In 1887 Sarah and her sister Mary made a midlife move into their late grandfather’s colonial house and perfected the olden backyard plot. Even as vestiges of eighteenth-century gardens were disappearing, a counter trend was giving free reign to romantic inventions on early design. These Colonial Revival gardens retained enclosed proximity to the house, the rectilinear symmetry of classical architecture, and the three-dimensional spatial quality of long-lived perennials and self-sown annuals and biennials.

Jewett red rose

Across the carriage lane behind the house, through a gateway with ball finials, the Jewetts now entered a great garden room of paths and wide beds abundantly planted. There were shrubs, a large area of roses, a kitchen garden, and fruit trees. “The garden is so nice—old-fashioned indeed with pink hollyhocks and tall blue larkspurs,” Sarah enthused. “You might make a sketch with but slight trouble, with figures of old ladies wearing caps in the long walks.”
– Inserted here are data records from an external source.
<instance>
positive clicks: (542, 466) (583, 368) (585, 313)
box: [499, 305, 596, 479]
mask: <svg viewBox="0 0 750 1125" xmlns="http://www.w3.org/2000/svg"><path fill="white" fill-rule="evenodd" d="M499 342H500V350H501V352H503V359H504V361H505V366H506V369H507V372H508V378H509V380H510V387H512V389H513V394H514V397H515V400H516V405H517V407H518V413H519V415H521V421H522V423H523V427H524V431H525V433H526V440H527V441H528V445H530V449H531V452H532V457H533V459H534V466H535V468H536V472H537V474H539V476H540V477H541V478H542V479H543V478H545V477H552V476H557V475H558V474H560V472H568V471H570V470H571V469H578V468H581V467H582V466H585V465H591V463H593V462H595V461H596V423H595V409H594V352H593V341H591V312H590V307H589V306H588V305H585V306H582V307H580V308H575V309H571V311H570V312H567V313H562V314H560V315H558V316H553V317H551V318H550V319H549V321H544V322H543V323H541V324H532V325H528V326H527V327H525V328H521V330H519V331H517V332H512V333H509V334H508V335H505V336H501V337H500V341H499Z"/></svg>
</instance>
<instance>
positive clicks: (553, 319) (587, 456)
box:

Today, visitors still enter at the gate to follow the broad aisle and linger among flowers. Borders and pots are planted in heirlooms, many of which Jewett described. Early on there are peonies and roses in “great clusters…heavy with dew and perfume.” The London pride of midsummer is “most gorgeous to behold with its brilliant red and its tall, straight stocks.” White mallows and orange tiger lilies follow in bloom and, finally, crimson cardinal flowers that “belong to the old nobility.”

On the west side of the house ell, there is a collection of herbs mentioned in Jewett’s masterpiece, The Country of the Pointed Firs. On the east side grows the ancient shrub of “The White Rose Road” that comes in June “with a grace of youth and an inexpressible charm of beauty.”